The report suggests that children in foster are often subjected to parental abuse, poverty, and other important factors that may hinder their correct development. It is known that foster kids have trouble performing well in school and finding jobs, with an increased likelihood of using drugs and alcohol at an early age.
Kristin Turney and Christopher Wildeman, sociologists from the University of California, Irvine, reviewed 95,677 children aged 0 to 17. Each child was assessed, and then the adults of its household were interviewed. Nine times out of 10 the mother or father served as the representative. Because the analysis was so extensive, only half of the surveys were completed, to which researchers accommodated the results according to the questions that were not answered.

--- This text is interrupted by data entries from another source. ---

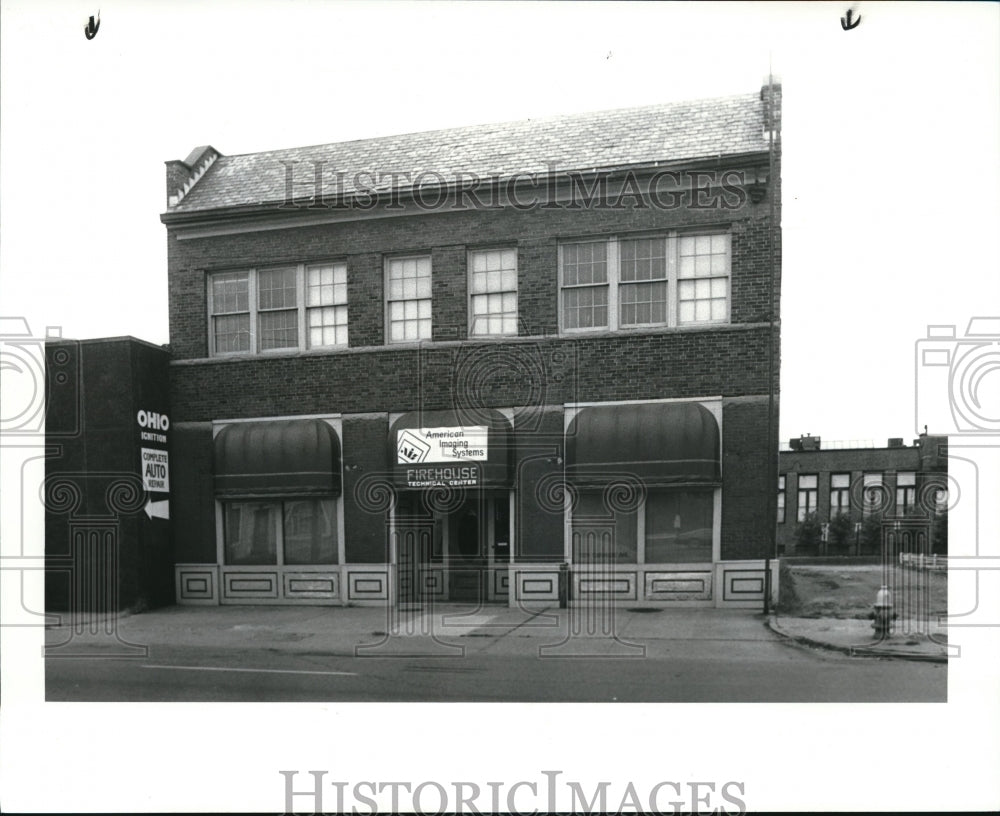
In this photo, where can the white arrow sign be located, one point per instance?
(158, 509)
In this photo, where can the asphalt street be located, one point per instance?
(499, 669)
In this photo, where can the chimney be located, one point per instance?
(804, 442)
(770, 95)
(183, 175)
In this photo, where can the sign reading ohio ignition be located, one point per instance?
(449, 449)
(154, 463)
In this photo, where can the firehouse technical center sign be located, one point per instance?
(442, 456)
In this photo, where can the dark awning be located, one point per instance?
(294, 457)
(429, 448)
(660, 443)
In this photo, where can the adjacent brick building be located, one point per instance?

The kids were classified by several parameters. First, they were to be labeled according to their level of health and their activity limitations, whether the restrictions stem from health or social issues. The parents were also asked if the child had documented learning disability, ADHD, anxiety, ADD, behavior problems, developmental delay, hearing problems, speech problems, or obesity.
Then the parent or tutor had to answer if the child was in foster care and if they were the authorized instructor of the child. The relation of the representative to the child was also noted, where many cases made themselves present. Sometimes the child was under the care of a single mother, a single father, their grandparents, married step-fathers, or other types of relatives.

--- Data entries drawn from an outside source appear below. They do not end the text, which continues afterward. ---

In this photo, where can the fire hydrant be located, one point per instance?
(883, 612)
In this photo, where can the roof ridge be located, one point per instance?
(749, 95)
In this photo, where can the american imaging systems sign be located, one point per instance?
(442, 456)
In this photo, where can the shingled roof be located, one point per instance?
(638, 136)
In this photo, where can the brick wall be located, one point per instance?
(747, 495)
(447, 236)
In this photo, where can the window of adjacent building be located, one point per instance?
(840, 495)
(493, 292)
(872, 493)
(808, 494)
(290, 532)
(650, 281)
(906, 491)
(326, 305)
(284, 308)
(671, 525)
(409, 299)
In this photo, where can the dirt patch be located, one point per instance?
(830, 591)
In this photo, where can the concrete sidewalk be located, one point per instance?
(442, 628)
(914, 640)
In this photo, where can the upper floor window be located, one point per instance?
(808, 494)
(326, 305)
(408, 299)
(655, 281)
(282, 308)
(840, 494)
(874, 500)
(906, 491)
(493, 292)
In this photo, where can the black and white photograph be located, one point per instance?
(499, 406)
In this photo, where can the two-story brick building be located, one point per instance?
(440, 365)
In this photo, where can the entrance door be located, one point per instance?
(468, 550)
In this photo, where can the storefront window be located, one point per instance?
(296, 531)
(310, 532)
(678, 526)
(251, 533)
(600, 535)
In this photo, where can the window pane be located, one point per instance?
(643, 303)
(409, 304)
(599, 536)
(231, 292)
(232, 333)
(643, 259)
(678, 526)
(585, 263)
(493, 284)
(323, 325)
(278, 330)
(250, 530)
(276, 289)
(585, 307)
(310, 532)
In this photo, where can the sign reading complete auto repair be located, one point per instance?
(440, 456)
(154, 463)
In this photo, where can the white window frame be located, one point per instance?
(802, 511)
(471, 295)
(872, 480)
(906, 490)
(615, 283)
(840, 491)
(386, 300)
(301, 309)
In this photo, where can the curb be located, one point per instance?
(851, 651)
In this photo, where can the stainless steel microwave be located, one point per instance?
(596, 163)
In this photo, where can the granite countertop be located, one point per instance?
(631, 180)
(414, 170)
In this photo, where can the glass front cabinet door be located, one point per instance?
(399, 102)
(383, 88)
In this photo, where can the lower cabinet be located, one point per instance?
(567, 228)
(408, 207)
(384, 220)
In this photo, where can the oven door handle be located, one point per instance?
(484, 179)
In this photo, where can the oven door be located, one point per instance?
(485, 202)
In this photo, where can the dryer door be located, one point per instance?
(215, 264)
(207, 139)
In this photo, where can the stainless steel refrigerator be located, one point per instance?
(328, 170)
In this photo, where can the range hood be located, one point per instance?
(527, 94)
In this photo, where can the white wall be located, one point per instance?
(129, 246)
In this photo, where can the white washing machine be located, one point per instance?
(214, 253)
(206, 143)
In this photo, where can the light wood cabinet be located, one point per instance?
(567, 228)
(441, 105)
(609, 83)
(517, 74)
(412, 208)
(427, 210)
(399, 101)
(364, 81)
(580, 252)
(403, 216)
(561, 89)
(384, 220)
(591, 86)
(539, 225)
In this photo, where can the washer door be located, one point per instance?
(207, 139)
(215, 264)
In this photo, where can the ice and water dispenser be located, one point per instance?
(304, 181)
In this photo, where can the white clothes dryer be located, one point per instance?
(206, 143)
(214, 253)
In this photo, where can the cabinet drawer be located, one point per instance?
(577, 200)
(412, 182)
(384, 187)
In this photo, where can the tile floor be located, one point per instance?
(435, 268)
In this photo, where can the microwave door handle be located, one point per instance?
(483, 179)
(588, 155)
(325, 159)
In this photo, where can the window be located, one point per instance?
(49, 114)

The economic variables were also taken into account. Researchers noted the age, gender, and birth weight of the child, and measured its overall household characteristics. They analyzed if the representative was employed, its level of education, if it received welfare if the family can be classified as poor, if the house was owned by the parent, and so on.

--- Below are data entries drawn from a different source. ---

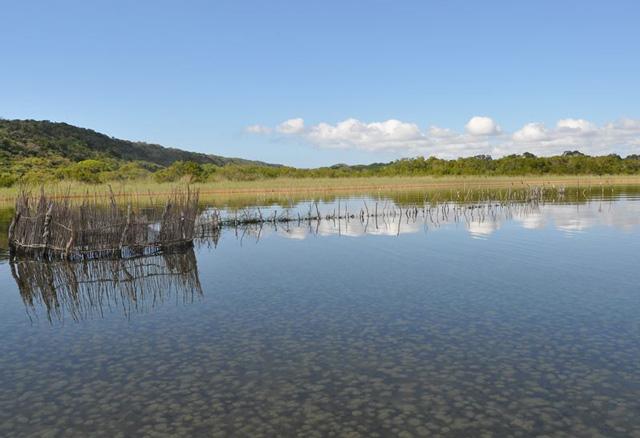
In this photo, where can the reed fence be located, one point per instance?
(64, 228)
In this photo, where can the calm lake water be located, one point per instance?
(503, 322)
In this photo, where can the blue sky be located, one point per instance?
(370, 81)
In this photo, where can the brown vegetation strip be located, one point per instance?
(368, 187)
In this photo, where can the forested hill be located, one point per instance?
(33, 138)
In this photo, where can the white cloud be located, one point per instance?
(258, 129)
(390, 134)
(576, 125)
(480, 125)
(531, 132)
(482, 135)
(291, 126)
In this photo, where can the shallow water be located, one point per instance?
(519, 323)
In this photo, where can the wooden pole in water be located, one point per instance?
(12, 230)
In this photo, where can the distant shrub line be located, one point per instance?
(96, 171)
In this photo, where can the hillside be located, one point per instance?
(32, 138)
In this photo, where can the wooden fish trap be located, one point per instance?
(53, 228)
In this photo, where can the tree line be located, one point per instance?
(100, 170)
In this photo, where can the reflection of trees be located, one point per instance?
(90, 288)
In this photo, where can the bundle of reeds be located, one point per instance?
(90, 288)
(91, 228)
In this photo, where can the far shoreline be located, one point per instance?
(284, 186)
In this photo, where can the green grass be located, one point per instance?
(290, 186)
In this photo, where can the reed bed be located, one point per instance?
(90, 288)
(90, 228)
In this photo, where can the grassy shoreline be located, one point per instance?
(354, 185)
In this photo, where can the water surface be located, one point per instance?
(519, 323)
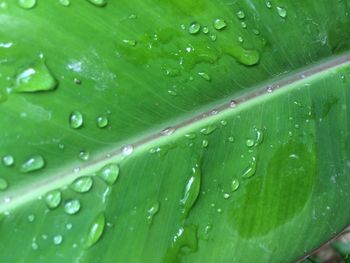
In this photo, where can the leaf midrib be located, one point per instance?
(19, 195)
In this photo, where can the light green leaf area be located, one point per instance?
(173, 130)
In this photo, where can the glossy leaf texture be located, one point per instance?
(172, 130)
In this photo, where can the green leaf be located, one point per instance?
(173, 130)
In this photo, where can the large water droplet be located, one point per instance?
(194, 28)
(191, 191)
(27, 4)
(3, 184)
(34, 163)
(109, 173)
(82, 184)
(102, 121)
(72, 207)
(250, 170)
(98, 2)
(96, 230)
(35, 78)
(76, 119)
(8, 160)
(53, 199)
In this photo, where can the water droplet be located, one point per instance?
(35, 78)
(109, 173)
(72, 207)
(152, 211)
(64, 2)
(82, 184)
(76, 119)
(98, 2)
(219, 24)
(205, 143)
(127, 150)
(240, 14)
(208, 130)
(53, 199)
(102, 121)
(234, 184)
(27, 4)
(84, 155)
(8, 160)
(194, 28)
(168, 131)
(282, 12)
(3, 184)
(31, 218)
(34, 163)
(191, 191)
(250, 170)
(96, 230)
(57, 240)
(205, 76)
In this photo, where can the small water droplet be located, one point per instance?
(35, 78)
(99, 3)
(82, 184)
(250, 170)
(72, 207)
(34, 163)
(57, 240)
(76, 119)
(102, 121)
(64, 2)
(84, 155)
(96, 230)
(219, 24)
(208, 130)
(194, 28)
(127, 150)
(53, 199)
(8, 160)
(234, 184)
(191, 191)
(110, 173)
(27, 4)
(3, 184)
(152, 211)
(282, 12)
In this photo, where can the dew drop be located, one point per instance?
(57, 240)
(234, 184)
(64, 2)
(99, 3)
(53, 199)
(192, 190)
(219, 24)
(250, 170)
(84, 155)
(35, 78)
(102, 121)
(282, 12)
(152, 211)
(8, 160)
(240, 14)
(3, 184)
(27, 4)
(34, 163)
(194, 28)
(110, 173)
(82, 184)
(76, 119)
(96, 230)
(72, 207)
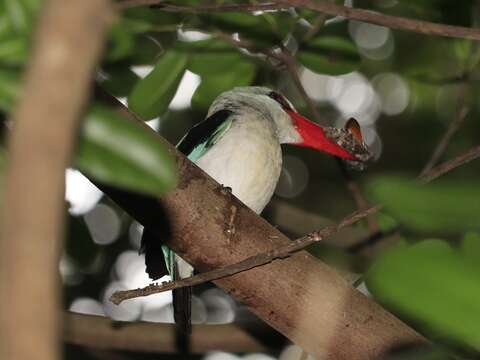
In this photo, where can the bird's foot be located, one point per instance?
(225, 190)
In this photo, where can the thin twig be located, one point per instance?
(450, 165)
(457, 121)
(393, 22)
(68, 42)
(352, 186)
(248, 263)
(98, 332)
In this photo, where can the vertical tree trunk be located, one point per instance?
(67, 45)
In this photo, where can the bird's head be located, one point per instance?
(292, 128)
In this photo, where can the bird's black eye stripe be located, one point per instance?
(281, 100)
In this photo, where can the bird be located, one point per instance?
(239, 145)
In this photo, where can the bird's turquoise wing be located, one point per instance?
(205, 134)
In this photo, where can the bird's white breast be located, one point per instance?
(247, 159)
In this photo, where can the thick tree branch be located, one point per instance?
(68, 42)
(102, 333)
(246, 264)
(393, 22)
(450, 165)
(293, 295)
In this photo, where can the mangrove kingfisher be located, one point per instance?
(239, 146)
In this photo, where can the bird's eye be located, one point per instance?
(281, 100)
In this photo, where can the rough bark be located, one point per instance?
(301, 297)
(68, 42)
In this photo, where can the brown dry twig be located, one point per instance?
(248, 263)
(98, 332)
(450, 165)
(393, 22)
(460, 115)
(67, 44)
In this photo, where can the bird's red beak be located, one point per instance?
(314, 137)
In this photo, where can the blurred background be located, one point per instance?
(419, 255)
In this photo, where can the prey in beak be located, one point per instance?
(350, 138)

The data was measured on tables and then submitted to mathematical models, trying to assess the child’s health against the variables found in foster care households.
Foster kids have a worse health condition overall
The most common ailment suffered by foster children is obesity, which was present in 15.8 percent of the children surveyed. Other common health conditions were asthma and learning disability, which was found in 8.8 and 7.9 of the surveyed children respectively.
Children in foster care were noted to be twice as likely to have learning disabilities, showing a 14.7 percent over a 7.6 percent for children not placed in foster care.
Behavioral problems, one of the most concerning and expected conditions, were present in 17.5 percent of children placed in foster care, compared to 2.9 percent for those who were not submitted to foster care. This is also true for depression, showing a 14.2 percent versus 2.0 percent.
In essence, children placed in foster care are more likely to have adverse health conditions compared to children in regular households. They are three times more likely to suffer from a learning disability, ADD, and hearing problems, twice as likely to suffer from asthma, and at least seven times as likely to suffer from depression.
But lastly, Foster children appeared to be in a worse situation overall than every other child in a different family situation.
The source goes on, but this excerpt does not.